‘Godmamma!’ cried Mary, with consternation.

‘Well, my dear, I don’t know what else she had to recommend her. No family, nor connexions; not a penny,—not even expectations! If it was not for her music, what was it for? And so many women give up practice when they marry. I always forget,—is it three or four children they have?’

‘Two, godmamma,’ said Mary, gently; ‘don’t you remember the poor, dear, little baby died?’

‘Well, it is quite enough,’ said Mrs. Renton; ‘with nothing but their pay to depend upon. And there will be a black nurse, you may be sure, driving the servants out of their senses. But if she has kept up her practice, it will be an amusement for the boys. And things might have been worse. There might have been three families instead of one, you know, Mary; and then I think I should certainly have run away.’

‘Yes,—perhaps it is selfish,’ said Mary; ‘but I am glad, too, that they are not all married. It will be more like old times.’

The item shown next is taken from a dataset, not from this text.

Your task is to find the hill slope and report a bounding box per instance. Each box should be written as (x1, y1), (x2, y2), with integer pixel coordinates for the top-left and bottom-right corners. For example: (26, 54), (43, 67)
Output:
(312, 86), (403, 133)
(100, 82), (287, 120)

‘Selfish!’ said Mrs. Renton. ‘I can’t see how it can be selfish. Of course Ben will have to marry some time or other, for the sake of the property. But I never can make out why young men marry, for my part. Haven’t they everything that heart can desire? and no care, and much more petted and taken notice of in society than if they were dragging a wife about with them everywhere? A girl is quite different. She has everything to gain, you see. I often wondered whether I have been doing my duty by you, Mary, keeping you out of the way of a good establishment in life.’

‘Pray don’t speak so, godmamma,’ said Mary, with a blush of indignation; ‘not to me at least.’

‘But I do, my dear. And I am sure no one ever deserved to be comfortably settled better than you do. However, I have always found, in my experience,’ said Mrs. Renton, with a profound look of wisdom, ‘that when these things are coming they come, however quietly you may be living; and, if they are not to come, they don’t, however much you may go into society. Look at Jane Sutton, who never was seen out of her father’s house, and now she’s Lady Egmont! I suppose we must expect Mr. Ponsonby to lunch.’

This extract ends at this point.